#36: Heard


Bill stood up from the nightly news, careful to not tip the mound of vegetables left untouched on his plate. Marge looked up from her plate.
"What's wrong?" she asked with a panic in her voice that Bill knew to ignore.
"Just had an idea," Bill muttered.
"But your food will get cold."
Bill placed the plate on the kitchen bench.
Outside, the dusk sky shone above him the colour of freshly poured beer. The roof of his house, the place where he and Marge raised a family, the place where he hoped he'll draw his final breath, stood amongst the other houses, identical in almost everything, including the ambition of the occupants.
The footage of the remote outback town holding a regatta in the dry river sparked an idea, and it formed in the pit of his stomach as if this was what he'd been waiting for. That this was what would occupy him in his retirement.

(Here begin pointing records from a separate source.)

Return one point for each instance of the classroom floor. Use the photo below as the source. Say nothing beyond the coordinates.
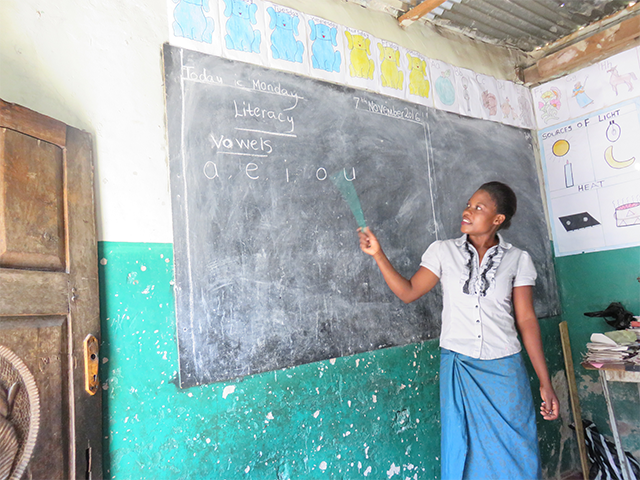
(574, 476)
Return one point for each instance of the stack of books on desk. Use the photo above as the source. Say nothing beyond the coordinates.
(612, 347)
(635, 327)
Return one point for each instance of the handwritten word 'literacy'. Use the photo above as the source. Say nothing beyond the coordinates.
(246, 110)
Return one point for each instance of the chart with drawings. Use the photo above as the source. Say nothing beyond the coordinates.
(592, 172)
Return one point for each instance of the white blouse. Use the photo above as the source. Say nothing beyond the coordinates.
(477, 318)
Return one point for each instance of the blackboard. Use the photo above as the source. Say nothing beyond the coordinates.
(268, 271)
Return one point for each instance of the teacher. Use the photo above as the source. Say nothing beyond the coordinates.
(487, 414)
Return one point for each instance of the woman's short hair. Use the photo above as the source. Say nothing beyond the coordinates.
(505, 200)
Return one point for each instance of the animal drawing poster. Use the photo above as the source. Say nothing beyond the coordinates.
(592, 172)
(326, 45)
(393, 69)
(267, 34)
(419, 85)
(195, 25)
(445, 86)
(551, 104)
(468, 93)
(286, 39)
(525, 107)
(243, 32)
(508, 99)
(590, 89)
(489, 98)
(361, 58)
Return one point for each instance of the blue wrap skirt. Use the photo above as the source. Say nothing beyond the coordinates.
(488, 420)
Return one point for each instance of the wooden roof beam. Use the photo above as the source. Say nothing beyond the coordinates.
(588, 51)
(419, 11)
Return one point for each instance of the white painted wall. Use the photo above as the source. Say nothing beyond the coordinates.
(96, 65)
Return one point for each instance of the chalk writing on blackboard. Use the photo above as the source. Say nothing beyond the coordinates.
(268, 271)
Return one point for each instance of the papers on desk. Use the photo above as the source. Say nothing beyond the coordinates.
(614, 347)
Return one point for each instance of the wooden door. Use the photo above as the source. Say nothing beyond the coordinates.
(48, 300)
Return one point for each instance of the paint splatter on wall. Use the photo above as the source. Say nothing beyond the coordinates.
(372, 415)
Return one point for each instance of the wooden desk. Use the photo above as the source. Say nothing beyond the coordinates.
(617, 372)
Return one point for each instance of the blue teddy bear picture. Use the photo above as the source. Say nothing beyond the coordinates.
(191, 21)
(283, 39)
(240, 33)
(323, 56)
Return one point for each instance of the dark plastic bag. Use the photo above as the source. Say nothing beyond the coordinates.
(603, 456)
(615, 315)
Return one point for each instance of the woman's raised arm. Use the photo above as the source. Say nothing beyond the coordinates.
(406, 290)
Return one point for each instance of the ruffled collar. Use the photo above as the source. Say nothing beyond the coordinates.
(480, 279)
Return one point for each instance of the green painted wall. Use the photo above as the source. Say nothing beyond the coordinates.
(589, 282)
(372, 415)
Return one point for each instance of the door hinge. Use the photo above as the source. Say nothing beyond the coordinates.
(88, 476)
(91, 364)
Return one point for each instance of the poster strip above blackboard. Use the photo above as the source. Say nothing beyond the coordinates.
(266, 34)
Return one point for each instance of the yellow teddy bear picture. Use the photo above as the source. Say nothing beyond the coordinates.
(418, 82)
(361, 65)
(392, 76)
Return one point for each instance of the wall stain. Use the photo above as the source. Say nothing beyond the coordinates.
(346, 417)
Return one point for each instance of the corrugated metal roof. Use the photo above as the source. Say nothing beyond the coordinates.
(523, 24)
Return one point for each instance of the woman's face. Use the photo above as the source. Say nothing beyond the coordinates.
(481, 216)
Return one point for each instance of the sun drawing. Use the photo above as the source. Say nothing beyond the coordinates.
(560, 148)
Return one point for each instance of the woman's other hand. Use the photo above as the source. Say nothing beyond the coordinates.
(550, 405)
(368, 241)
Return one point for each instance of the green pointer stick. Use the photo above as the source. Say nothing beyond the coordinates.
(350, 196)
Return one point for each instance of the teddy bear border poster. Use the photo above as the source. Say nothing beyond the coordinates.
(267, 34)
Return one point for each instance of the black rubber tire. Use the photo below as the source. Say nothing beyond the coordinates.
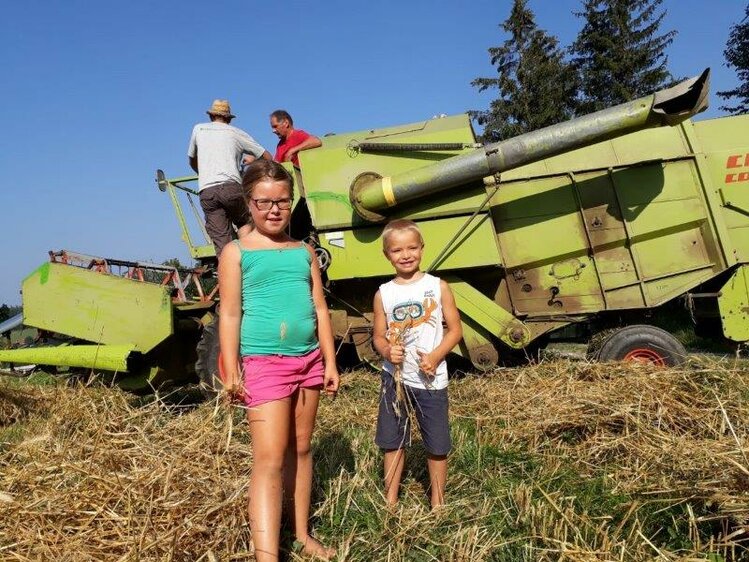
(207, 364)
(651, 340)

He loved the Aussie spirit of leaning into adversity, of making fun of it. The town did exactly what they couldn't do each year. The idea of having a boat race on the river-bed was absurd.
When Bill looked at the roof of his modest brick house, he saw a giant shark perched above it as if it had fallen from the sky and chosen his house to rest.
Marge ambled out and stood on the steps. Her eyes were searching him for answers. For thirty years, they ate their dinners, watching the nightly news.
"Bill," she called.
Her voice silencing the thrum of crickets that only now, in their absence, he heard.